"Lalu 'people power' itu untuk apa, kan kita punya mekanisme hukum," katanya ketika mendatangi KPU RI di Menteng, Jakarta Pusat, Rabu.
Menurut Mahfud, dari sudut mekanisme dan undang-undang, tidak memungkinkan bagi KPU untuk melakukan kecurangan atau menyedot suara rakyat.
Dalam hukum tata negara, lanjut dia, istilah "people power" juga tidak dikenal.
Pengerahan kekuatan rakyat, kata dia, dapat dikatakan berhasil apabila sasaran yang dituju memang bersalah.
"Kalau ini (KPU) di mana mekanisme hukum tersedia, perangkat kelembagaannya sudah ada semua. Jadi kita punya hukum sendiri dan Insyaallah, pemilu ini akan baik," katanya.

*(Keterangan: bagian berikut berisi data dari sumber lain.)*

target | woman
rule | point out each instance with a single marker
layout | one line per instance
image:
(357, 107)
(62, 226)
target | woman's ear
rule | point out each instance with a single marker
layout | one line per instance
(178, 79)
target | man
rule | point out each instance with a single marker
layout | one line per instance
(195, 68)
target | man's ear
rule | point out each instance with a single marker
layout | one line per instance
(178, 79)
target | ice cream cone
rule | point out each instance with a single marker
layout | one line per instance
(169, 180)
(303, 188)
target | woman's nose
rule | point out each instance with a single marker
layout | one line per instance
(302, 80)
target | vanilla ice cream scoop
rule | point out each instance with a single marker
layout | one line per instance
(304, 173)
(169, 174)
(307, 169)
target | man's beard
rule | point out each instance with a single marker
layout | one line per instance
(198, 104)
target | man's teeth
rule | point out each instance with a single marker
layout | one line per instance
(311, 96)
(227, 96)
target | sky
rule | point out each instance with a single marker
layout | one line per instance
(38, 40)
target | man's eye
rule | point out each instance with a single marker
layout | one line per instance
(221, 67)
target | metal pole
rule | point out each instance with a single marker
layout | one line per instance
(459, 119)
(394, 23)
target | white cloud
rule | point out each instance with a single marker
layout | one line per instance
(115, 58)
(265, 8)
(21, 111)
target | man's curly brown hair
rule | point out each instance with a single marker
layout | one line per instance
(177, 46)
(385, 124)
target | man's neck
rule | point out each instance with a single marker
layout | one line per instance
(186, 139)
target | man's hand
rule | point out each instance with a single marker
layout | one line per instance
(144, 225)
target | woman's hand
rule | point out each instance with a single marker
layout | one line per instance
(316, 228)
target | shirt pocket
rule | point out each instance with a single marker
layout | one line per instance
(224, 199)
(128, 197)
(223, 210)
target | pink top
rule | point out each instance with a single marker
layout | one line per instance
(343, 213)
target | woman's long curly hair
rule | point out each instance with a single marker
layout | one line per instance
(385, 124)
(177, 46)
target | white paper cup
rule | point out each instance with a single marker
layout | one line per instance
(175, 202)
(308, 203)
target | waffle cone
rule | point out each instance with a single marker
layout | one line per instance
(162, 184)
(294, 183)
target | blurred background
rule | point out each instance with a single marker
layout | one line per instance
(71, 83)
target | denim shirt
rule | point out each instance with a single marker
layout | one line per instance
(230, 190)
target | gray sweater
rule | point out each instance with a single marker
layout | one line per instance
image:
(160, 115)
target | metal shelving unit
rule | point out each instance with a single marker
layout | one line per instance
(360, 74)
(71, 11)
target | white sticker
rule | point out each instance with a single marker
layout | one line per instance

Untuk itu, Mahfud bersama tokoh lain dalam wadah Gerakan Suluh Kebangsaan mendatangi KPU, memberikan dukungan moral untuk tetap menjalankan tugas dalam Pemilu 2019.
Sementara itu, Ketua KPU RI Arief Budiman mengaku heran dengan tuduhan kecurangan karena pemilu di Tanah Air baru dilakukan 17 April 2019.
"Saya dituduh curang, mikir curang saja tidak sempat. Percayalah bahwa saya bersama komisioner akan menjaga integritas. Kami tidak mau diri kami dikenang dalam sejarah pemilu Indonesia sebagai orang tidak punya integritas," katanya.
Sebelumnya, Ketua Dewan Kehormatan PAN Amien Rais menjadi salah satu peserta aksi 313, yang digelar di depan Kantor Komisi Pemilihan Umum (KPU), Jakarta, Minggu (31/3).
Dalam acara tersebut, Amien mengatakan kalau terjadi kecurangan dalam Pemilu, langkah yang ditempuhnya tidak melalui jalur Mahkamah Konstitusi (MK) namun menggunakan "people power".
Pemilu 2019, diikuti dua pasangan calon presiden dan wakil presiden yakni pasangan nomor urut 01 Joko Widodo dan KH Ma'ruf Amin serta Pasangan nomor urut 02 Prabowo Subianto dan Sandiaga Uno.